Le candidat d’EM! bénéficie notamment  de l’appui de ses anciens acolytes  du Parti socialiste (PS), d’où il avait officialisé son départ en 2015  avant de lancer plus d’un an plus tard  son mouvement. Même le candidat du  parti de droite des Républicains, François  Fillon, qui a avoué pourtant n’aimer  ni M. Macron ni son programme,  a appelé à voter en faveur de l’ancien  ministre.

“Je suis avec une certitude totale que  de Mme Le Pen mettrait  la France par terre en six mois  et déclenchera une décadence et un  déclin pour le pays”, a-t-il expliqué. On  croit ainsi revivre les élections de 2002,  où la majorité des femmes et hommes  politiques français avaient dépassé  leurs clivages pour apporter leur soutien  au candidat de l’Union pour un  mouvement populaire (UMP, droite)  Jacques Chirac face déjà à un Le Pen,  en l’occurrence Jean-Marie, père de.  “Il ne faut pas pour autant se reposer  sur ses lauriers, nous indique M.  Hraoui. Nous l’avons vu notamment au Royaume-Uni (retrait en juin 2016 de  l’Union européenne (UE), ndlr) et aux  États-Unis (élection en novembre 2016  de Donald Trump à la présidence, ndlr),  le péril n’est jamais loin. D’où l’impératif  de rester vigilants.”

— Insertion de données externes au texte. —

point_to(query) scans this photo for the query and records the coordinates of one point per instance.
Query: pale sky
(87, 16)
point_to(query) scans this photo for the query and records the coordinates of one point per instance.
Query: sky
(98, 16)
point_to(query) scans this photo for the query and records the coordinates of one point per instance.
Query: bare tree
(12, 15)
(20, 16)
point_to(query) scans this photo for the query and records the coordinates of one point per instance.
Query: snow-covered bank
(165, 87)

Cette préférence pour M. Macron, elle  ne se retrouve pas uniquement au sein  du commun des Français, mais aussi,  pour revenir au Maroc, à l’État marocain. Le candidat d’EM!, bien qu’il ne  se soit pas rendu au cours de sa campagne  au Royaume comme il l’a fait  dans les autres pays du Maghreb (Tunisie  en novembre 2016 et Algérie en  février 2017), n’en a pas moins, ainsi,  cessé de multiplier les signaux positifs.  A cet égard, il a annoncé, dans l’interview  qu’il a accordée à l’hebdomadaire  français Jeune Afrique le 14 avril 2017,  que si les Français lui accordent leur  confiance, il se rendrait “très rapidement”  au Maroc après son élection.

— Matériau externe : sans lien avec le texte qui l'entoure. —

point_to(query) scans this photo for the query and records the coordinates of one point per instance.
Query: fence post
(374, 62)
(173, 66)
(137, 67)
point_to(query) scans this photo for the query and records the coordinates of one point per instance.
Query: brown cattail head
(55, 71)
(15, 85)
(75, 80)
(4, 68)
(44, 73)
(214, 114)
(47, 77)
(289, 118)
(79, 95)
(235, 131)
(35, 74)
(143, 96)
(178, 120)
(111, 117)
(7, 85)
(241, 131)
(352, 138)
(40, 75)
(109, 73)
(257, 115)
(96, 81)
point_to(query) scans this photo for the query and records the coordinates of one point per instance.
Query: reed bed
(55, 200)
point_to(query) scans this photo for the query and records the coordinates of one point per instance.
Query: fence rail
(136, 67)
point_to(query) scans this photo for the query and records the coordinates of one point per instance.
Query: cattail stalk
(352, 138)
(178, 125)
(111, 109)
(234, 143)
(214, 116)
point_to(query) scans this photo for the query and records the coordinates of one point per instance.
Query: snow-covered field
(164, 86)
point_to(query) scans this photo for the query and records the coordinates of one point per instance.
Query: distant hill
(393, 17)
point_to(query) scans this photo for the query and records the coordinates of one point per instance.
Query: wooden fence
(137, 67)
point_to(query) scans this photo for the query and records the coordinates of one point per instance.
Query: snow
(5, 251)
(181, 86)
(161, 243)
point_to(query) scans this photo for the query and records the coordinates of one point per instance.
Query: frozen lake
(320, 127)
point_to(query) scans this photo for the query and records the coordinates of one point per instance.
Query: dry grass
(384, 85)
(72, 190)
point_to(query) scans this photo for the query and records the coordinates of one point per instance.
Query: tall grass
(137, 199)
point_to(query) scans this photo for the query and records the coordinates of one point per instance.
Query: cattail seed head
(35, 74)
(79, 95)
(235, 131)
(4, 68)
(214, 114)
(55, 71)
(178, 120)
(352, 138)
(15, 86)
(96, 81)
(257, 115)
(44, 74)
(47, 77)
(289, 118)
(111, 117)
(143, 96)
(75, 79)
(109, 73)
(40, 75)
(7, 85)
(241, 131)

Refusant de commenter la nature des  relations entre le Royaume et son voisin  algérien, il a même affirmé croire  “profondément” à l’intérêt des pays du  Maghreb à coopérer davantage et à intensifier  leurs relations économiques;  ce qui revient de fait à s’aligner sur la  politique du Maroc, dont le roi Mohammed  VI n’a jamais cessé, à chacun  de ses discours, de plaider en faveur  de l’intégration maghrébine, mise en  berne par l’entêtement de l’Algérie à  conditionner son implication dans le  projet de l’Union du Maghreb arabe  (UMA) par une hypothétique indépendance  du Sahara marocain.

Intégration maghrébine
Par rapport justement à la thématique  des provinces du sud, M. Macron devrait  ainsi poursuivre l’appui français  au plan d’autonomie marocain de  2007, qui propose de permettre à la région  de gérer elle-même ses affaires à  travers des organes législatif, exécutif  et judiciaire dotés de compétences exclusives.  Il avait à cet égard annoncé  dans une interview, le 5 avril 2017, à  la radio française RFI que s’il était élu,  il continuerait de se plier à la “feuille  de route” tracée par l’Organisation  des Nations unies (ONU), à savoir la  recherche d’une solution juste, durable  et mutuellement acceptable au conflit,  sans passer nécessairement par un référendum pour exercer le droit à  l’autodétermination des populations  du Sahara marocain.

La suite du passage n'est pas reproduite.